Have any questions about how to use the community? Check out the Help Discussion.

Absentee Adult Son (AAS) Came to Visit

DH and his AAS were estranged for over a year. DH reached out to AAS by phone over a month ago. Since then there have been several positive phone calls initiated by DH. AAS came to visit on Saturday.

The visit went well. AAS brought his girlfriend who is expecting their 1st child. The girlfriend brought her puppy. 

I am very happy that DH and AAS are reconnecting. I am happy because it makes DH happy. I have other feelings that I am still processing. I feel like I stepping into a modern day version of the prodigal son. The parable, not the TV show.

At one point, the son invited us to go have lunch with him and the girlfriend. I bowed out because 1) I wanted them to have together time and 2) I wanted AAS to see DH's behaviors when I am not around to assist. 

I got DH dressed in going out clothes. I made sure DH was comfortable going without me. I discretely told AAS that it is tricky getting DH in the car. Right before they were about to head to the car, DH decided he wanted to stay home so he could be close to his toilet. 
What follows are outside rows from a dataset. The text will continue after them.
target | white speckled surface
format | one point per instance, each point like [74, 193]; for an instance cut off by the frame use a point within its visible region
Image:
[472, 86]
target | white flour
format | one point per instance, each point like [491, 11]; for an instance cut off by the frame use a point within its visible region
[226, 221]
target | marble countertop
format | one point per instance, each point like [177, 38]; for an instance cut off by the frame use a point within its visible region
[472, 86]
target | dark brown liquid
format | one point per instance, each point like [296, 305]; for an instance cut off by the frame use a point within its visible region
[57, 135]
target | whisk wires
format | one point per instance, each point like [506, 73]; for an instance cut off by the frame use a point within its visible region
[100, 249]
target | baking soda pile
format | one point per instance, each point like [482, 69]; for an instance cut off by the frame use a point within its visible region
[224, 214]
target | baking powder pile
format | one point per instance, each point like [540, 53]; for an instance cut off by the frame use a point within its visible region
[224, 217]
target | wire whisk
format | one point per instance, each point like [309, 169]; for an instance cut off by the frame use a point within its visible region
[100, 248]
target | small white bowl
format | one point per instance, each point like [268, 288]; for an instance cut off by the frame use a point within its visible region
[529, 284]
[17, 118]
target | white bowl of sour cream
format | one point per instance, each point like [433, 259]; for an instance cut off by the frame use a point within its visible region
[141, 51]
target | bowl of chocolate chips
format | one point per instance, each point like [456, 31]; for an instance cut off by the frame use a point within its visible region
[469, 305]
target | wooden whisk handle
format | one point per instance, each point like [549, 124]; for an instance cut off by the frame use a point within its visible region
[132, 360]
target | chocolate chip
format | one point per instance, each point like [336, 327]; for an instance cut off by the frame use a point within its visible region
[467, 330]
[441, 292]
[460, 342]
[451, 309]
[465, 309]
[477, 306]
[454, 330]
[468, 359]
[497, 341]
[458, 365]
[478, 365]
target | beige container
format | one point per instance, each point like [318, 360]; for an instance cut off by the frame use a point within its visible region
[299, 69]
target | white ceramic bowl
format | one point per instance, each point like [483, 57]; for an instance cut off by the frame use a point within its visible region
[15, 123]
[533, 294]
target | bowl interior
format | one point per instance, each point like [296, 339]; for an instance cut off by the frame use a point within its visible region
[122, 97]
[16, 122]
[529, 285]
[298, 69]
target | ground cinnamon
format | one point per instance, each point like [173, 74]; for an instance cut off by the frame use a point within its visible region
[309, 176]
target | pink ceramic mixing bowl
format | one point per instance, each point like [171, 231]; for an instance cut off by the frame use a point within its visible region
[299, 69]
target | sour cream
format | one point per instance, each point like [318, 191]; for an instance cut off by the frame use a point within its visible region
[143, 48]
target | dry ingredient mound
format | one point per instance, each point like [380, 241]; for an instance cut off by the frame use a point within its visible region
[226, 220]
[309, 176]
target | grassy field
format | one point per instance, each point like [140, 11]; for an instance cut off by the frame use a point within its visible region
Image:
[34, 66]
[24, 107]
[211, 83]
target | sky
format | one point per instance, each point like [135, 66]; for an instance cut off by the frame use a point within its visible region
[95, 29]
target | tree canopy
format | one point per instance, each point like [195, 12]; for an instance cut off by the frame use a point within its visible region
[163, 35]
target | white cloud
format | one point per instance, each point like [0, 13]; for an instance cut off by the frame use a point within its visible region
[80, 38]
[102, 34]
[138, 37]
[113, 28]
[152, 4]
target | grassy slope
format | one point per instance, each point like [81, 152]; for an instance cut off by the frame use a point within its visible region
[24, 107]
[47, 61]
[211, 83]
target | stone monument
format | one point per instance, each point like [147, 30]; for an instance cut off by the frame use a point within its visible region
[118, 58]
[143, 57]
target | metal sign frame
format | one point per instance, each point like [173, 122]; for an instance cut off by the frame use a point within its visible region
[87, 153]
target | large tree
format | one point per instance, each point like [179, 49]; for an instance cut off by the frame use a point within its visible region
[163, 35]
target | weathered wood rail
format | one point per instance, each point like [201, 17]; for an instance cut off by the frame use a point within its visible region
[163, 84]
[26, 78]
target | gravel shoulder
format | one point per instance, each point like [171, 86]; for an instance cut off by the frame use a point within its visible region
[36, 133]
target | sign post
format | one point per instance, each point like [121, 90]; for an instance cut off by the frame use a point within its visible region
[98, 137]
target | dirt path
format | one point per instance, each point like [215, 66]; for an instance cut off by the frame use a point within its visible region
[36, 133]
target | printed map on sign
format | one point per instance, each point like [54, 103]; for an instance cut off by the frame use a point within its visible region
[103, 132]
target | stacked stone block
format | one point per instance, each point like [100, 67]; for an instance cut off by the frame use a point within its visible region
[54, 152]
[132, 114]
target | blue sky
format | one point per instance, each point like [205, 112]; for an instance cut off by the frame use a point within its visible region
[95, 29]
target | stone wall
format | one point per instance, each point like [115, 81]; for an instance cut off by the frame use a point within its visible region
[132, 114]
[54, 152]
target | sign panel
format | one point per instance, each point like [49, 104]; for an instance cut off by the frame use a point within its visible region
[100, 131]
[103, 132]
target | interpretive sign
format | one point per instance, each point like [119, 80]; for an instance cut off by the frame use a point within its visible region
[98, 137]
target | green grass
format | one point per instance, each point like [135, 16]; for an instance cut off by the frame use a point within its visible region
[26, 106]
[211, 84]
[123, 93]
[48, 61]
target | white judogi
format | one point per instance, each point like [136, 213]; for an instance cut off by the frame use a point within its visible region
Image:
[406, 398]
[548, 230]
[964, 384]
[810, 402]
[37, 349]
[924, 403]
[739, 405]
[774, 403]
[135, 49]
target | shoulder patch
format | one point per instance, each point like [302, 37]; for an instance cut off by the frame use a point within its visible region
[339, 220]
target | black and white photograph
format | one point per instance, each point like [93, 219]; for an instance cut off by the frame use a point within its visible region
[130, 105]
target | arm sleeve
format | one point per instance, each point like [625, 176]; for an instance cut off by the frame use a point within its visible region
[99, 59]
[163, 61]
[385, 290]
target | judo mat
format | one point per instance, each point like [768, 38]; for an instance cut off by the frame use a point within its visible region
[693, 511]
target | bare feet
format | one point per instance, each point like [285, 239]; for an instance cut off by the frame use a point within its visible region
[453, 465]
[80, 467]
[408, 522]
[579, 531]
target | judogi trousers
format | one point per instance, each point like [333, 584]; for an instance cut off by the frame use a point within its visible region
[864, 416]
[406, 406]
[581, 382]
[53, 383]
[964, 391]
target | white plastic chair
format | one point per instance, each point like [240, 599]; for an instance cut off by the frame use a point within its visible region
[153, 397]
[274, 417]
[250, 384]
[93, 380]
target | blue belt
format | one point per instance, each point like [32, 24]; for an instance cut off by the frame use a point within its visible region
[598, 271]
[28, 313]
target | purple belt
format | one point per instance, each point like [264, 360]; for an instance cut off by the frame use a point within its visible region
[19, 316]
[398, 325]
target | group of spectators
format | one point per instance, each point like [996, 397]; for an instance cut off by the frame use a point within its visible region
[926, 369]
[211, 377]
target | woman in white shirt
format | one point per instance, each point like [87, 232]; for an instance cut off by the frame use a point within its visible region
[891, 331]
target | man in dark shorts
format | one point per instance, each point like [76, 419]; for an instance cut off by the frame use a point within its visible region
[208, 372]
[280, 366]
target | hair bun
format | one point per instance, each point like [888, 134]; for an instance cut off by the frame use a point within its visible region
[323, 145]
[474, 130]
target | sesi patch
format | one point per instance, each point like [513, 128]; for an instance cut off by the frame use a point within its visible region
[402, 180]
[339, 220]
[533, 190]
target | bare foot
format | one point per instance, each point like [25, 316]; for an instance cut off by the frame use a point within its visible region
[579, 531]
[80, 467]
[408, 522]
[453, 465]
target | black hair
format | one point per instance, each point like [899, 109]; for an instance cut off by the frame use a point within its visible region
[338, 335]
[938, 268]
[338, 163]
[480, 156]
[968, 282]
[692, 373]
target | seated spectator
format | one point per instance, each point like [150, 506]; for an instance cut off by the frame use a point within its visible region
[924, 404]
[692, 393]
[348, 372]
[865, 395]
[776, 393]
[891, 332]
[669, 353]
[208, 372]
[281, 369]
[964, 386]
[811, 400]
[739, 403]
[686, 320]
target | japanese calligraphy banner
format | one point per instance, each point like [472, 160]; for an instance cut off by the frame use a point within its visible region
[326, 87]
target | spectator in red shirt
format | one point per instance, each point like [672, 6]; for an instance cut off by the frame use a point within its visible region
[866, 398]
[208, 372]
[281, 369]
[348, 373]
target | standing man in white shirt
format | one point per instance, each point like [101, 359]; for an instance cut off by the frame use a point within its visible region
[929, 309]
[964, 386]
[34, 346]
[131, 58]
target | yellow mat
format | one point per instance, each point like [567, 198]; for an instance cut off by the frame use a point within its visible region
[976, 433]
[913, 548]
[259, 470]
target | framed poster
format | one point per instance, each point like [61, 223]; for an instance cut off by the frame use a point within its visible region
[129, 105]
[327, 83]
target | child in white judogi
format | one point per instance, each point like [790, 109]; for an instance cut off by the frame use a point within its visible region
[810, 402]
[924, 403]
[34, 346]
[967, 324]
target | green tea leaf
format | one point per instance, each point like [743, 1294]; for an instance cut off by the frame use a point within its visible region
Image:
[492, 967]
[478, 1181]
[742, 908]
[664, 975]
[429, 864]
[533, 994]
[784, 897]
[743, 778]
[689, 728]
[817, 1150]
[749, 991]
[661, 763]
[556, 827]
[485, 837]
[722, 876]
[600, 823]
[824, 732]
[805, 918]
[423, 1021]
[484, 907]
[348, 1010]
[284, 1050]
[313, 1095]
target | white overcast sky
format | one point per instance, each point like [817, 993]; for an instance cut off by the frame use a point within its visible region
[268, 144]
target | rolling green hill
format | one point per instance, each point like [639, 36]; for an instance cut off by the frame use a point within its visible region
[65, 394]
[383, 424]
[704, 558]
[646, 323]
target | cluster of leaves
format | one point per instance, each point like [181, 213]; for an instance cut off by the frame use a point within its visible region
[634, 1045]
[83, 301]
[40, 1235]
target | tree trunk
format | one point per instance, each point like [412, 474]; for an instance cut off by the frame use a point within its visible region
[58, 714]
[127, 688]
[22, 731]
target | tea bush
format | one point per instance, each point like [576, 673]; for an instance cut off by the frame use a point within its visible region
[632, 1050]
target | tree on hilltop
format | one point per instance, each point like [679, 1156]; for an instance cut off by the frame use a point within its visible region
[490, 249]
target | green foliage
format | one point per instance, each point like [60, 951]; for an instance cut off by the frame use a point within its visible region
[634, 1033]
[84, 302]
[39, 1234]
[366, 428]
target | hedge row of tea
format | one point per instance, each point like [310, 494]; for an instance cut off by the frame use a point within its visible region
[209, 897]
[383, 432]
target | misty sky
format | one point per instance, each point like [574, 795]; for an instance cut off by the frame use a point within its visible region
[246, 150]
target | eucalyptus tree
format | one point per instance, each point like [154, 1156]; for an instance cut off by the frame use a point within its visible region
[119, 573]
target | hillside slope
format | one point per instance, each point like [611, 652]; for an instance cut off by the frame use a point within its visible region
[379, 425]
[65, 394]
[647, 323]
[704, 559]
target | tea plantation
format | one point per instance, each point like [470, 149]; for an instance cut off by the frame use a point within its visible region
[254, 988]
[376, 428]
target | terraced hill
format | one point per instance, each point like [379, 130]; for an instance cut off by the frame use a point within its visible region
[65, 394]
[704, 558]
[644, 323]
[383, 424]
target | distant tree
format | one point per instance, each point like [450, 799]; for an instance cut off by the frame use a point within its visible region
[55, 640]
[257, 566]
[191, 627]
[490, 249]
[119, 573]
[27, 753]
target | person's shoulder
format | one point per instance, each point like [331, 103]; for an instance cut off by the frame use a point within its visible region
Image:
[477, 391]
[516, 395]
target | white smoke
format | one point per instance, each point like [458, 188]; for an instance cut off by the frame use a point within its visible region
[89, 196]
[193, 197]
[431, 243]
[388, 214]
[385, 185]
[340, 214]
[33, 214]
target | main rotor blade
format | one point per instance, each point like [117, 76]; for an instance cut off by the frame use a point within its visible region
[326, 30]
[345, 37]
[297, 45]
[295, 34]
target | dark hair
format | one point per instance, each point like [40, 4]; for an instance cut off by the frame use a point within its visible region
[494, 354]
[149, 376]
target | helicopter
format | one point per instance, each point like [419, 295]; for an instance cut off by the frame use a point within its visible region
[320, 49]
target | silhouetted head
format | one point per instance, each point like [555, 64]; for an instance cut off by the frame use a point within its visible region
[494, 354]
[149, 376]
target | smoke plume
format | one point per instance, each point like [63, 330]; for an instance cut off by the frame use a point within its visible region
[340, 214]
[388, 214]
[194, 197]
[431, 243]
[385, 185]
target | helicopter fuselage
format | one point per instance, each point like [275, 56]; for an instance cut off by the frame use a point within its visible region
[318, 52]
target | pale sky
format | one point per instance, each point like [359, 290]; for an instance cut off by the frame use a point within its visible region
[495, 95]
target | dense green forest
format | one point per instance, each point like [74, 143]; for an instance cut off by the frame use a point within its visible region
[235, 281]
The son and girlfriend went to lunch, then came back by briefly before they made the 2 hour trip home. They were at our place about 2 hours total, which I think was long enough. I hope the reestablished relationship continues. 

Comments

  • Ed1937
    Ed1937 Member Posts: 5,091
    Sixth Anniversary 2500 Comments 500 Likes 250 Care Reactions
    Member
    That's great. Keep him happy, and that'll make it easier on you. And that's something you desperately need. Consider that a win/win.
  • French
    French Member Posts: 445
    100 Comments Second Anniversary
    Member

    Lady, I think that the girlfriend and the baby’s arrival have helped. When you become a father, difficult to ignore your own father.

    I hope that it will continue.

    My partners son hasn’t contacted since September 4. Never asked how Tunisia went… I decided to stop being proactive. After 3 years trying, I have fed up with unilateral efforts.

  • Joydean
    Joydean Member Posts: 1,500
    1000 Comments Third Anniversary 100 Care Reactions 100 Likes
    Member
    Lady, if it makes your husband happy and a little easier for you it’s a good thing. I would only say keep your guard up.
  • extex
    extex Member Posts: 62
    Eighth Anniversary 10 Comments
    Member
    My wife has two AAS.  One is MAAS (mostly absentee adult son), the other TAAS (totally absentee adult son).  MAAS lives 4 miles away and comes to see his Mom about 30 mins per month.  TAAS lives about 1/2 mile away and hasn’t seen his Mom in two years, then only for 30 mins.  Both live in rent free houses owned by their Mom.  MAAS is available to lift his mom off the floor when she falls but TAAS doesn’t even own a phone. Really a pair to draw to.
  • Joe C.
    Joe C. Member Posts: 981
    Fifth Anniversary 500 Comments 100 Care Reactions 100 Likes
    Member
    LT, It’s is a positive development that your husbands son is reconnecting and I agree with French that the girlfriend & expecting a child of his own may be prompting this change. Nourish their relationship in any way you can, family connections are so important on this journey.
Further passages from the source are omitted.